Aparato Digestivo, Hospital Universitario Clínico San Cecilio, España.
Radiodiagnóstico, Hospital Universitario Clínico San Cecilio, España.
Rev Esp Enferm Dig. 2021 May;113(5):372-374. doi: 10.17235/reed.2021.7580/2020.

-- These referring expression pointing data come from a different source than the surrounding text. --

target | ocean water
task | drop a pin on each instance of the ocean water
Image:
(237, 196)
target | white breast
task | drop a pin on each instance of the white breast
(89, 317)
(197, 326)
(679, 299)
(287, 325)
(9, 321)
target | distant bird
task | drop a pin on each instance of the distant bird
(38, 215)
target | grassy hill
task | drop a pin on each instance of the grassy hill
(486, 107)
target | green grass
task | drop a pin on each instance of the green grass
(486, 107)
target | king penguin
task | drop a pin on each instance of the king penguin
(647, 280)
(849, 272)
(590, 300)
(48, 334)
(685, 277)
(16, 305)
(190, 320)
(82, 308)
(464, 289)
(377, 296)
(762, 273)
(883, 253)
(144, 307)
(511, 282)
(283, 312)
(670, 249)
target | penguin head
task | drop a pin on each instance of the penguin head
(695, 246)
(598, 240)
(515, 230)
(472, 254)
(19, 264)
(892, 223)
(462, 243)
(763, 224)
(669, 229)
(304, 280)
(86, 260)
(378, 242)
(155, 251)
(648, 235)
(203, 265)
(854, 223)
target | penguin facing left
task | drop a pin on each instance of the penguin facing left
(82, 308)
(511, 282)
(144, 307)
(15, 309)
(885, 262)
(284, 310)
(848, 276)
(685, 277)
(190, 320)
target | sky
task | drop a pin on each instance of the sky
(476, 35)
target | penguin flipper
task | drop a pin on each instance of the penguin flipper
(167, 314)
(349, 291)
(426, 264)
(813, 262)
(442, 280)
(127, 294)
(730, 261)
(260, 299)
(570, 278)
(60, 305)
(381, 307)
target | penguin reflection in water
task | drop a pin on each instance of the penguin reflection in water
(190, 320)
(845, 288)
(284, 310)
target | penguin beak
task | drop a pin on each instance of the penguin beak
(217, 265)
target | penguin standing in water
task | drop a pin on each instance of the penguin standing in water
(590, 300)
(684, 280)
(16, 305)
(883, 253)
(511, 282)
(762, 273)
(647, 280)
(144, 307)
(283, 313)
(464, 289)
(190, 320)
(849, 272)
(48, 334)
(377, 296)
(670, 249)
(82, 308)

A 67-year-old female was referred due to epigastric pain, vomiting and weight loss of 6 kg in the past months. Blood tests were performed showing hematuria. An abdominal Doppler ultrasound did not show anything abnormal. Thus, an abdominal computed tomography (CT) angiography and a magnetic resonance imaging (MRI) enterography were performed, objectifying an aortomesenteric angle of 10.8° (reference range 38-56°), which caused a complete collapse of the left renal vein ("nutcracker phenomenon") and duodenal compression with retrograde dilatation ("Wilkie syndrome"). Conservative measures and nutritional support were adopted during hospitalization. She was discharged due to a good tolerance to an oral diet, the absence of symptoms and a good contrast pass in the esophagogastroduodenal transit.
一位 67 岁女性因上腹痛、呕吐和过去几个月体重减轻 6 公斤而被转介。血液检查显示血尿。腹部多普勒超声未显示异常。因此,进行了腹部 CT 血管造影和 MRI 肠造影,客观显示主动脉肠系膜夹角为 10.8°(参考范围 38-56°),导致左肾静脉完全塌陷(“胡桃夹现象”)和十二指肠受压伴逆行扩张(“威尔基综合征”)。住院期间采用保守治疗和营养支持。由于她对口服饮食有良好的耐受性,症状消失,并且上消化道通过对比剂良好,因此她出院了。